The first coach was Fred Schaus. On the team he picked up coming out Minneapolis was Hot Rod Hundley, about to have what could be considered his best season of an NBA career that fell short of his collegiate heroics and was cut short by creaky knees.

And, of course, there was Jerry West coming out of West Virginia to join his coach following an Olympic Gold Medal on what well may have been the first real “Dream Team.”

That was where we were headed, but we got sidetracked as we looked at the Lakers history and saw during those years of Schaus and Hundley and West that the Lakers were always stymied by the Boston Celtics and Bill Russell.

It was so bad that Hundley was once moved to say:

“If we played Boston four-on-four, without Russell, we probably would have won every series. The guy killed us. He’s the one who prevented us from achieving true greatness.”

And, as we thought back to Bill Russell, something came to mind, something that never before had entered our mind and something that history may prove never should have entered our mind.

Could Devin Ebanks be the next Bill Russell?

Have your laughs now, but then let us just state the case, for it isn’t as farfetched as you may think.

Bill Russell is listed at 6-foot-9, 215 pounds. So is Devin Ebanks.

Now, in Russell’s day, 6-9 was a giant. He played center, rebounded like no one before him and no one since, and blocked shots with such devastation that he completely changed the way the game was played.

Ebanks, we understand, is playing in a game where he is no giant, where he must play more outside than inside, but his game, like Russell’s, is one of rebounding and shot blocking. And, rest assured, he comes into the NBA as one of college’s best at both.

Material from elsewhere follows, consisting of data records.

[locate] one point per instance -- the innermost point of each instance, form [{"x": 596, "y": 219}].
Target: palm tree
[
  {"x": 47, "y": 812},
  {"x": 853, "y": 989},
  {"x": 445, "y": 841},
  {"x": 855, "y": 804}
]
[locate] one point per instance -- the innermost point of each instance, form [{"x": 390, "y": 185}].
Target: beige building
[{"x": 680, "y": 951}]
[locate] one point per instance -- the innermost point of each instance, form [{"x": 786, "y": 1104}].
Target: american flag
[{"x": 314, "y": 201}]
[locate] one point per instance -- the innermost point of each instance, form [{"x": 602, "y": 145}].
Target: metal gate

Can Ebanks dominate like Russell did, can he lead the Lakers to 11 championships in 13 years?

Of course not.

But remember, Ebanks comes out of college after his sophomore year. Russell

played his whole career at San Francisco and, yes, was so good that they team won a pair of national championships and strung together 55 victories in a row.

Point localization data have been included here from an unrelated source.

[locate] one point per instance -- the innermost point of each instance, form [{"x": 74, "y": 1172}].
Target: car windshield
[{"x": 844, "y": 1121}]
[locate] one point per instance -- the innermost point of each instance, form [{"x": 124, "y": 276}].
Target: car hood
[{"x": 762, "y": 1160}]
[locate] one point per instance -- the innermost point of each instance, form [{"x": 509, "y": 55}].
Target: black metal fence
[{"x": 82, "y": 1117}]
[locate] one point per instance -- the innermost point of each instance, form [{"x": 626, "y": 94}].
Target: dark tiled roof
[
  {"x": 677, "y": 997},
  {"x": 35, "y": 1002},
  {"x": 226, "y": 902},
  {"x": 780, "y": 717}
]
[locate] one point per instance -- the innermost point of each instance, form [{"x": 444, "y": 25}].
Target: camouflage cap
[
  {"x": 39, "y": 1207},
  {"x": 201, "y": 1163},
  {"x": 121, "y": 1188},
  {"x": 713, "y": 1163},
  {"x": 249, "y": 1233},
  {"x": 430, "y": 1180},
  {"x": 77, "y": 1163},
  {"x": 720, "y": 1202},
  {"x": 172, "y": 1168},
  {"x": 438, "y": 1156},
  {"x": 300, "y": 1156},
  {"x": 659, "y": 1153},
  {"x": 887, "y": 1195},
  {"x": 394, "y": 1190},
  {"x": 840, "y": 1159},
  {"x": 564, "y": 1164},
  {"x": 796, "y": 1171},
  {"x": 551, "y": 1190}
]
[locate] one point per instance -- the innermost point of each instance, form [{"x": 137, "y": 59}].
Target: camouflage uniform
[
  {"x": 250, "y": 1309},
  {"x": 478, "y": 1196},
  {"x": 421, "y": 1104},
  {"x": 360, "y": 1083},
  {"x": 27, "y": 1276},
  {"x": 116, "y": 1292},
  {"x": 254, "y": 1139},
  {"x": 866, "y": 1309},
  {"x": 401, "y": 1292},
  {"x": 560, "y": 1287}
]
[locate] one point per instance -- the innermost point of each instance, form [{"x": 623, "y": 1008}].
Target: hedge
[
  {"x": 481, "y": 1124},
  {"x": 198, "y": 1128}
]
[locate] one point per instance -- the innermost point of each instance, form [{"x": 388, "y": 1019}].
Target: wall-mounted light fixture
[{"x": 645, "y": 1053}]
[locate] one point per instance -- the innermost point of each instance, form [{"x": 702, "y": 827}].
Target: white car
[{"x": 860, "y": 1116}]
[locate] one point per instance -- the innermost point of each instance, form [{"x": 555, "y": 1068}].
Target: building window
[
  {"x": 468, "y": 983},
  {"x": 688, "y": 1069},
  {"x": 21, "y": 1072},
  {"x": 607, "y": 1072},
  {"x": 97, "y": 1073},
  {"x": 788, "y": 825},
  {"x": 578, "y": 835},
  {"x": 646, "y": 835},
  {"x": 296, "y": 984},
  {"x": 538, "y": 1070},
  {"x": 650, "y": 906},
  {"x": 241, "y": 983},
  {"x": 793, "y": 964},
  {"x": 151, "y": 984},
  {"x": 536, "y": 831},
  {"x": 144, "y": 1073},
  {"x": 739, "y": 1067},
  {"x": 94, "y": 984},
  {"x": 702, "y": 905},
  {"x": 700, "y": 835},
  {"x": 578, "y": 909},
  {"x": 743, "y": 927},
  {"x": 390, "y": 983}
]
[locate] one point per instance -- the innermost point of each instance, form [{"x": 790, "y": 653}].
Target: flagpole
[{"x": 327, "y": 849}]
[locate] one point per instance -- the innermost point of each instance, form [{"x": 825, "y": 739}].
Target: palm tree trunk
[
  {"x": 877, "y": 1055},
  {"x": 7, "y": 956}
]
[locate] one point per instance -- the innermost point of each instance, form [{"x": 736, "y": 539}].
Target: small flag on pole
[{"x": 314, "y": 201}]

But that was during his last two years … the two years that Ebanks is missing in college, years in which he can develop in the professionals, build his strength and size, concentrate 10 and 12 hours a day on the game rather than having to split his concentration with the college life, be it academic or simply social.

Here he learned from Bob Huggins, but there it well could be that he will learn from Phil Jackson, and even if Jackson leaves there’s Kobe Bryant to lead him toward what could be greatness.

See, the talent difference between Ebanks and Russell isn’t nearly as great as you may think. In truth, put Ebanks in Russell’s era and he might have been a dominant player both rebounding and defensively.

The difference, however, is found not in the legs or the arms or muscles, but between the ears.

Russell was Russell because of his personality, because his mentality. There never has been anyone to compete like he did, never anyone to approach the pride he carried into every game, never anyone to play with the chip on his shoulder that Russell carried.

This separated him from everyone else, even Jerry West, who probably ranks right behind Russell in those categories.

Devin Ebanks, who we saw all too often at West Virginia disappear on the court, who missed a couple of games early this season for unexplained reasons, who would sometimes sulk and sometimes act selfishly on the court, is light years away from Russell in the area that may matter most.

That is why he was a second-round draft pick, not a first, and why there was even some doubt that he should come out of college early at all.

But give him a couple of years to grow up, to learn how to grind it out in the NBA, to improve his outside shot and see how Kobe Bryant does it and maybe, just maybe, his mind will be able to match his body and he will become a dominant NBA player.